Ralph Peck * Ralph B. Peck, Professor of Foundation Engineering, Emeritus, University of Illinois, is well known to anyone in Geotechnics, and it would be fair to say he was the preeminant special consultant in this field for several decades. The definitive textbook "Soil Mechanics in Engineering Practice", he co-authored with Karl Terzaghi in 1948, is still our reference of first/last resort.
Yogi Vaid * Yoginder Vaid, Professor Emeritus, University of British Columbia, on the Vancouver campus, whose work over the years has earned him a worldwide reputation for the most exacting standards in triaxial testing at his Fundamental Soil Mechanics laboratory in UBC.

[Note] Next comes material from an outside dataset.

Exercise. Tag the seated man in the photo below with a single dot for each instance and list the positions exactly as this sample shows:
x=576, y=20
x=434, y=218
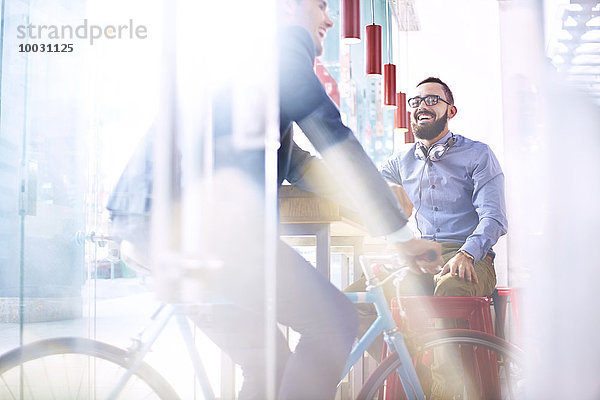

Jim Mitchell * James K. Mitchell, University Distinguished Professor Emeritus, Virginia Tech, and former occupant of the geotechnical chair at University of California, Berkeley has been, throughout my career, the acknowledged authority (the man to go to) on matters relating to difficult Ground Improvement projects.
Don Shields * To date, Professor Donald Shield's critique of Hodge's work, is the most thoughtful. Prior to joining the faculty of the University of Manitoba in Winnipeg he had the enviable privilege of studying under Peter Rowe at the University of Manchester. The single exchange of e-mails reproduced herein is all that was needed to communicate the conflicting positions.
David Carrier * Dr. W. David Carrier III, the founder and Director of the Lunar Geotechnical Institute in Florida, was the advisor to NASA during the Apollo 11 space program. He was the one who prepared Neil Armstrong and Buzz Aldrin for what to expect when they first set foot on the Moon, and then how to go about recording soil/rock information and taking samples.
Carlos Lam * Dr. Carlos Lam, Lecturer, School of Mechanical, Aerospace and Civil Engineering, The University of Manchester, UK has found the Phoenix™ Machine a source of interest, and a mechanism worth investigation by his students. When asked if he gives credence to the new hydrodynamic model of geotechnical behaviour, all he said was: "Of course!"
At a later stage, this page will include anything I believe to be indicative of a change in the theoretical status quo.